Location: Alberta Hwy 2, 32 miles north of Glacier National Park, Montana, 25 miles east of Waterton Lakes National Park, 40 miles south of Fort Macleod, 47 miles southwest of Lethbridge. Population: 3,500. Elevation: 3,776 feet. Visitor Information: Tourist Information Hut, on Main Street at the Lee Creek Bridge and at the Remington-Alberta Carriage Centre.
Cardston is located where the vast sea of grass which is the Great Plains laps at the foot of the Rocky Mountains, only thirty-two miles north of the eastern terminus of the Going-to-the-Sun Highway in Glacier National Park, Montana.
The lovely town is the site of the first Mormon temple built outside of the United States, completed in 1923. Elsewhere, a statue of Fay Wray commemorates the locally born actress who co-starred with a mechanical gorilla and the Empire State Building in the 1933 film King Kong.
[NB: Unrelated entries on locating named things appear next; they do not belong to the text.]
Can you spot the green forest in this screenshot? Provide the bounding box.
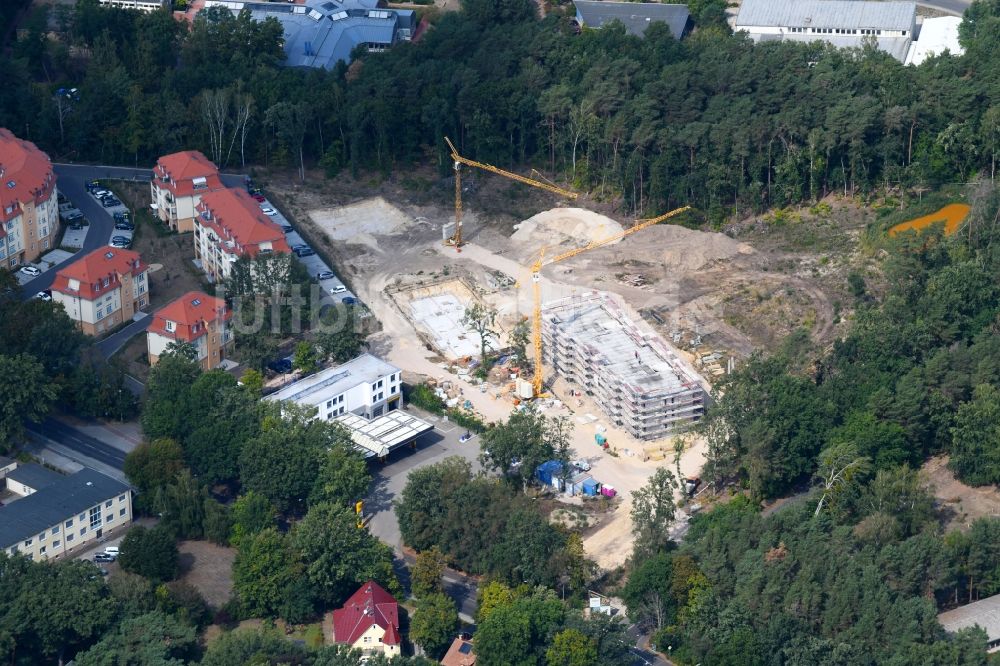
[0,0,1000,215]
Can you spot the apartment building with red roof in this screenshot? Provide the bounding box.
[149,150,224,233]
[0,127,59,268]
[333,580,403,657]
[194,188,289,280]
[52,246,149,336]
[146,291,233,371]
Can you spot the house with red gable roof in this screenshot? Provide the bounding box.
[194,188,290,280]
[0,127,59,268]
[52,246,149,336]
[333,580,403,657]
[149,150,224,233]
[146,291,233,371]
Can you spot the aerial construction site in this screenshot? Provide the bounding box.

Declared the "Best Indoor Attraction in Canada" in a nationwide competition sponsored by the Government of Canada, The Remington Carriage Museum is the largest museum of horse drawn transportation in North America, displaying over 250 carriages, buggies, wagons and sleighs. The Carriage Association of America calls the Remington Museum, "the most spacious and best equipped purpose-built carriage museum in the world". A statue of locally born, world-renowned jockey George Woolf and his most famous mount, Sea Biscuit, grace the grounds of the museum.